Однако вместе с либерализацией внутренней жизни страны началось «ощутимое иссякание энергии Первотолчка» [187, 299]. Несмотря на то, что советская критика поддерживала иллюзию, что после 1956 г. в изменившихся социальных условиях литература переживает небывалый подъем, в творчестве писателей остро ощущалось «семантическое истощение литературной почвы» [187, 299]. Самоопределение словесности воплощалось в поиске новых художественных форм и способов выражения.
Родовым свойством русской литературы является тяга к самопознанию. «Взгляд на самое себя является для русской культуры более первичным и основополагающим, чем взгляд на окружающий мир», - писал Ю.М. Лот-ман [248, 407]. Кризис ценностно-идеологических оснований привел к появлению рефлектирующего героя в «молодежной прозе», в контексте которой в 1960-е гг. рассматривалось творчество А. Битова. Одной из причин разлада в душе героя произведений А. Гладилина, В. Аксенова, А. Кузнецова, В. Конецкого критики называли слом в самосознании общества, отразившийся острее всего на моральном самочувствии подрастаю-
щего поколения, «того поколения, что с младенчества впитало в себя <...> мифы, с детской доверчивостью и восторженностью доверяло им и никаких иных опор веры не знало и не имело» [167, 153].
Сама форма повествования, которую избрали авторы «молодежной прозы» - «записки молодого человека» («Продолжение легенды» В. Кузнецова, 1957), дневник («Хроника времен Виктора Подгурского» А. Гладили-на, 1956) - служила способом сиюминутного фиксирования состояния кризисное и непосредственной, живой «неолитературенной» рефлексии героя на разлад с миром и самим собой [167, 153]. Романтическая приподнятость стиля произведений сочеталась с тщательным прописыванием процесса протекания душевной жизни персонажа. Писатели использовали арсеналы соцреалистической традиции и экспериментального искусства двадцатых годов.

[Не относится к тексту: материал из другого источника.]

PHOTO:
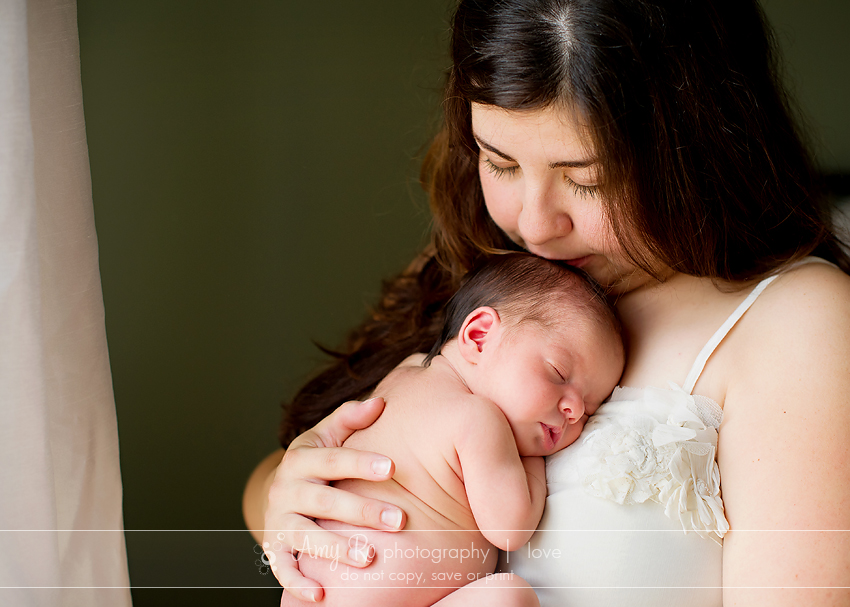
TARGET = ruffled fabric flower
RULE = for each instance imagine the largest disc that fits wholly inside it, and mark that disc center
(635, 458)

Как и авторы «молодежной прозы», А. Битов часто шел на эксперимент, продолжая в своем раннем творчестве традиции Ю. Олеши и Д. Хармса. Однако литературные истоки писателя обнаруживались и в русской классической литературе - в произведениях А. Пушкина, Н. Гоголя, Ф. Достоевского, А. Белого, В. Набокова. Быть может, поэтому творчество А. Битова отразило протест против «репрессивной цивилизации», подавляющей спонтанную человечность» особым, специфическим образом [219, 8]. Уже в первых своих произведениях писатель стремился преодолеть и социоцентризм официальной идеологии, и современной ему литературы. «Из обществ, я бы примкнул лишь к «экологическому», - писал А. Битов в середине 1970-х гг. Стивену Хагену [цит. по: 272, 24]. Однако и в начале 1960-х гг. способ мышления делал писателя внеположенным мифу советской системы.

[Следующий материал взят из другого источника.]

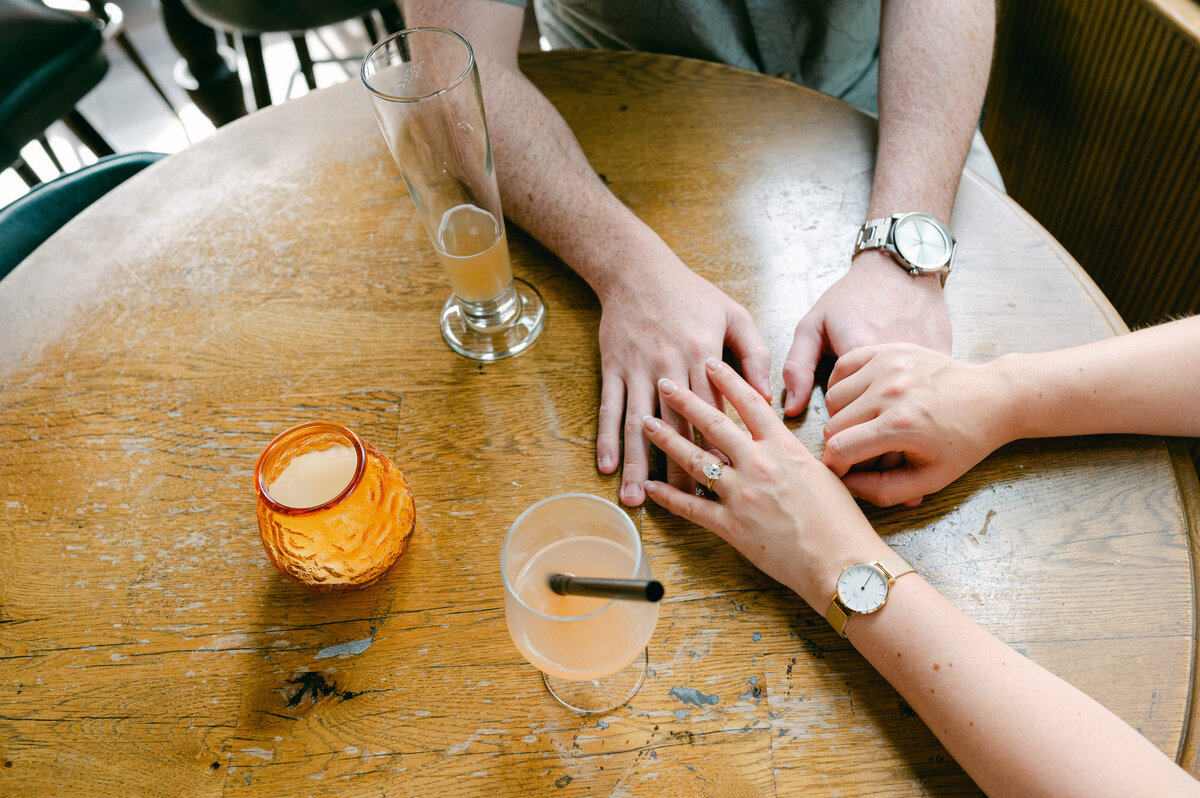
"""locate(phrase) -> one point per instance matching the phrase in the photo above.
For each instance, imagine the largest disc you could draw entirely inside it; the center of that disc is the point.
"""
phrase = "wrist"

В повестях и рассказах начала 1960-х гг. А. Битов представлял реальность как субъективное отражение индивидуального сознания. «Суть этой реальности нередко тягостна и очень далека от тех оптимистических
картин, которые предполагает социалистический реализм», - пишет Э. Чан-сес [272, 18]. «Писатель хочет найти за означающим означаемое, - замечает А. Большев, - и всякий раз тщетно» [74, 147]. Л. Аннинский подчеркивает, что имена и названия в битовской прозе суть лишь ПСЕВДОНИМЫ вещей, замещающие и затемняющие их реальный смысл: «Зная Битова, видишь, что этот лейтмотив проходит через всю его прозу: тревожное заглядывание за слово, нетерпеливое перебирание имен и знаков, страх обмана и подмены» [54, 701]. Исследователи указывают на то, что уже в раннем творчестве писателя обнаруживает себя кризис персональной идентичности.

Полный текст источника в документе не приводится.